Market-based Health Care Reform Can Spur the Economy

Published May 1, 2003

The federal government released data in January showing the United States spent $1.4 trillion–$5,035 per capita–on health care in 2001. This year, spending could increase to nearly $1.7 trillion. Yet all around us, the health care system is falling into chaos.

Headlines Tell the Story

Physicians have staged a walkout in West Virginia over skyrocketing malpractice insurance premiums. Doctors are refusing to see new Medicare patients, and some are opting out of the program altogether. And the number of uninsured Americans continues to rise, prompted in part by employers dropping coverage and states cutting back on their Medicaid programs.

At the same time, the Bush administration and Congress are looking for ways to stoke the fires of a lukewarm economy.

These problems are not unrelated.

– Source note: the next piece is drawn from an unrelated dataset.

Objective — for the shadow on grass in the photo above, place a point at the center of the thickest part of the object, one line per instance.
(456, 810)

Done correctly, health care reform can simultaneously promote economic growth and improve our health care system. Consider the HMO revolution of a decade ago.

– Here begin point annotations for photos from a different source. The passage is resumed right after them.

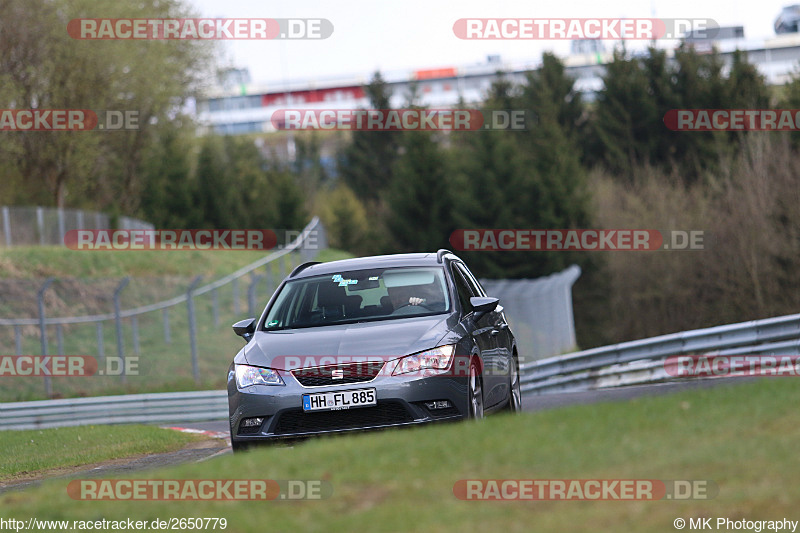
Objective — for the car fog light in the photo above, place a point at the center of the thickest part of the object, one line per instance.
(252, 422)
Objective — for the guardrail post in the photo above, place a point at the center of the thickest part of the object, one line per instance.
(100, 348)
(61, 225)
(235, 290)
(7, 226)
(40, 225)
(165, 318)
(135, 331)
(251, 294)
(193, 326)
(60, 339)
(18, 339)
(215, 307)
(282, 266)
(43, 330)
(118, 322)
(270, 283)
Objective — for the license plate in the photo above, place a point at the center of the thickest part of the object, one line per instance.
(332, 401)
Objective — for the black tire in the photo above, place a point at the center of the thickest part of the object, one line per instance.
(475, 392)
(515, 397)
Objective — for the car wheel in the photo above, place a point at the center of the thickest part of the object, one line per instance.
(515, 396)
(475, 392)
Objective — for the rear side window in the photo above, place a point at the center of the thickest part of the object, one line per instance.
(477, 289)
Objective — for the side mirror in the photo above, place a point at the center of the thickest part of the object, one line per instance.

HMOs didn’t provide the level of care they promised, but they did restrain costs, which gave an important boost to the economy during the 1990s. With managed care now on the decline, the solution lies in finding new ways to eliminate waste and redundancy from the financing of health benefits and promote the efficient use of health care dollars among individuals and their families.

Reform Begins with Seniors

Given their influence, large and growing, over the country’s health care system and its cost, senior citizens are the audience that will benefit first from reform.

Currently, many seniors must obtain a second health insurance plan if they want coverage for prescription drugs and other benefits not covered by Medicare. Some are fortunate enough to have supplemental coverage from a former employer, and this has been an important source of drug coverage for many seniors. Prescription drugs account for roughly half of employers’ health expenses for Medicare retirees.

Seniors without this option must buy their own “Medigap” policy if they want supplemental coverage. But Medigap plans cost thousands of dollars and provide little or no coverage for prescription drugs.

Thus, a key aim of Medicare reform should be enabling beneficiaries to purchase a single private health insurance plan for all their needs. If reform can achieve that goal, employer-sponsored Medicare supplement plans and Medigap plans would become obsolete.

For employers, the elimination of Medicare supplement plans would free up resources for hiring and capital expenditures. For seniors with Medigap, the ability to purchase a single Medicare plan would be like a tax cut. Some of the thousands of dollars previously spent on Medigap premiums could be put toward the cost of a single comprehensive plan, with the remaining funds available for other savings and consumption.

Expand MSAs

Another long-overdue reform is the expansion of medical savings accounts (MSAs). When the MSA pilot program was first discussed in the mid-1990s, opponents proclaimed MSAs would destroy the U.S. health care system. Not only has the system survived, but MSAs have encouraged a very healthy trend away from managed care and toward consumer-driven health plans. Nevertheless, tax-free Archer MSAs remain a limited demonstration project set to expire on December 31, 2003.

Before that deadline is reached, Congress should make MSAs available to all citizens on a permanent basis. MSAs empower patients to become selective, cost-conscious consumers in the health care marketplace. The cost-conscious shopping encouraged by MSAs will slow the growth of health care spending, making funds available for other purposes, benefitting the economy by helping to keep interest rates low and investment rates high.

Reforms for the Uninsured

Tax credits for health insurance provide the most effective way to help those who have been left out of the employment-based health insurance system. The uninsured are mostly low-income employees and those working for small businesses. Because tax credits are portable, they promote economic growth by putting an end to “job lock” and encouraging entrepreneurship. With tax credits available for their own purchase of health insurance, workers who wish to start their own business or join a small start-up firm will no longer be dissuaded from doing so by the threat of losing coverage.

Key Reform for Providers

Tort reform for medical malpractice insurance is essential to bringing down the cost of doing business for physicians. California’s MICRA law provides a model for the nation. It caps non-economic damage awards for pain and suffering at $250,000, and places limits on attorney’s fees.

Since MICRA’s passage, malpractice insurance premiums in California have gone from among the highest in the nation to among the lowest. This has helped keep health insurance premiums in California below the national average.

Dangerous Waters Ahead

While the benefits of real health care reform would be many, the pursuit of reform is not without risk. Lawmakers must guard against proposals that rely on massive new government spending. Such spending diverts funds from the private sector that would otherwise be used towards savings or consumption–the real engines of economic growth. Sound health care reform need not be costly, and proposals that are costly almost invariably reflect bad health care policy.

There is no conflict between good health care policy and sound economic policy. Federal lawmakers should recognize this and act accordingly.


Chris Middleton is the senior health and tax policy analyst for the Center For Entrepreneurship at the Pacific Research Institute in San Francisco. His email address is [email protected].